Track changes from retrospectives. Teams that don’t follow through on retrospective actions eventually stop running retrospectives. Demonstrated follow-through builds the trust that makes future retrospectives valuable.

Hiring and Team Building

DevOps and platform engineering hiring is competitive. The job market pays well; experienced engineers are in demand. Building teams requires investment in both compensation and culture.

What attracts strong candidates: meaningful work on systems they can directly impact, clear ownership boundaries, modern tooling, sustainable on-call practices, growth opportunities. What drives them away: legacy systems with no migration plan, unclear ownership, oppressive on-call, no investment in their growth.

Internal mobility matters too. Engineers in adjacent disciplines (backend development, networking, security) often become strong platform engineers with appropriate support. Building hiring pipelines that include internal transfers expands the talent pool.

Vendor Selection and Tool Procurement

DevOps organizations buy many tools. Each tool selection is a multi-year commitment with implicit ongoing costs (licenses, training, integration). The selection process deserves more attention than it usually gets.

Standard evaluation criteria: feature fit, total cost of ownership over three years, exit cost (how hard is it to migrate away later), vendor stability, and integration with existing tooling.

Avoid the trap of evaluating only on features in initial demos. The features matter; so do the rough edges that surface in week three of actual use. Trial periods and reference customers in similar environments surface what marketing doesn’t.

Practical Next Steps

For teams beginning their DevOps or platform engineering journey, the temptation is to adopt every recommended practice at once. The teams that succeed tend to focus on one or two specific improvements at a time, build the habit, and then expand scope.

Concrete next steps worth considering: instrument deployment frequency and lead time, even informally. Run a blameless retrospective after the next incident. Document the platform decisions that have been made implicitly. Survey the team about pain points and tackle the top two.

Each of these is a small investment with compounding returns. The team that runs retrospectives quarterly accumulates institutional learning that the team without them doesn’t. The team that tracks DORA metrics over a year sees trends they would otherwise miss.

The work doesn’t end. Engineering organizations are living systems that decay without active maintenance. The practices described throughout this article are tools for sustained improvement, not destinations to reach and stop.

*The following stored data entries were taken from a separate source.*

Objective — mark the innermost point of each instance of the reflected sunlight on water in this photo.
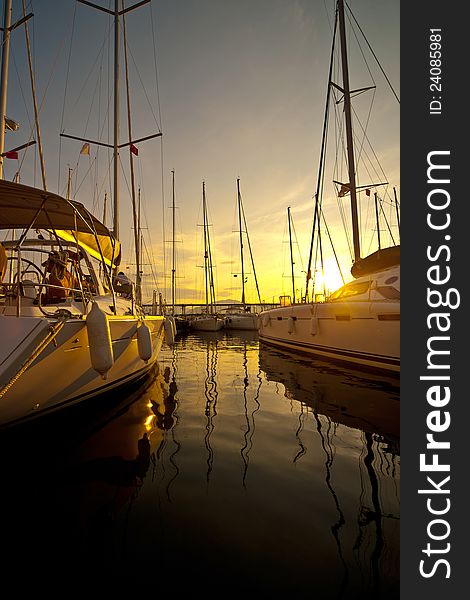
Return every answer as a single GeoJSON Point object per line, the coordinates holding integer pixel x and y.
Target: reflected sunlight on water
{"type": "Point", "coordinates": [261, 472]}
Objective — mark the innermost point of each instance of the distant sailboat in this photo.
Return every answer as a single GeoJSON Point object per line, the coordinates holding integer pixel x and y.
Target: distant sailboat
{"type": "Point", "coordinates": [359, 323]}
{"type": "Point", "coordinates": [239, 316]}
{"type": "Point", "coordinates": [70, 329]}
{"type": "Point", "coordinates": [209, 321]}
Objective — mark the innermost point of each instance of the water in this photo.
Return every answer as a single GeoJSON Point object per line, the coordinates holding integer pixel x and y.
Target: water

Frequently Asked Questions

How much retention should Prometheus keep locally?

15 to 30 days on local disk for fast queries, with remote write to Thanos, Cortex, or Mimir for longer retention.

How do I know if I have a cardinality problem?

Check prometheus_tsdb_head_series. If it’s growing without bound or above a few million on a single instance, you have high-cardinality labels somewhere.

Should I use Prometheus or a hosted service like Datadog?

Hosted services are faster to start and more expensive at scale. Most teams cross the breakeven point somewhere between 50 and 200 hosts.

How do I monitor Prometheus itself?

Scrape Prometheus’s own /metrics endpoint and alert on scrape failures and rule evaluation duration. Run two instances scraping each other.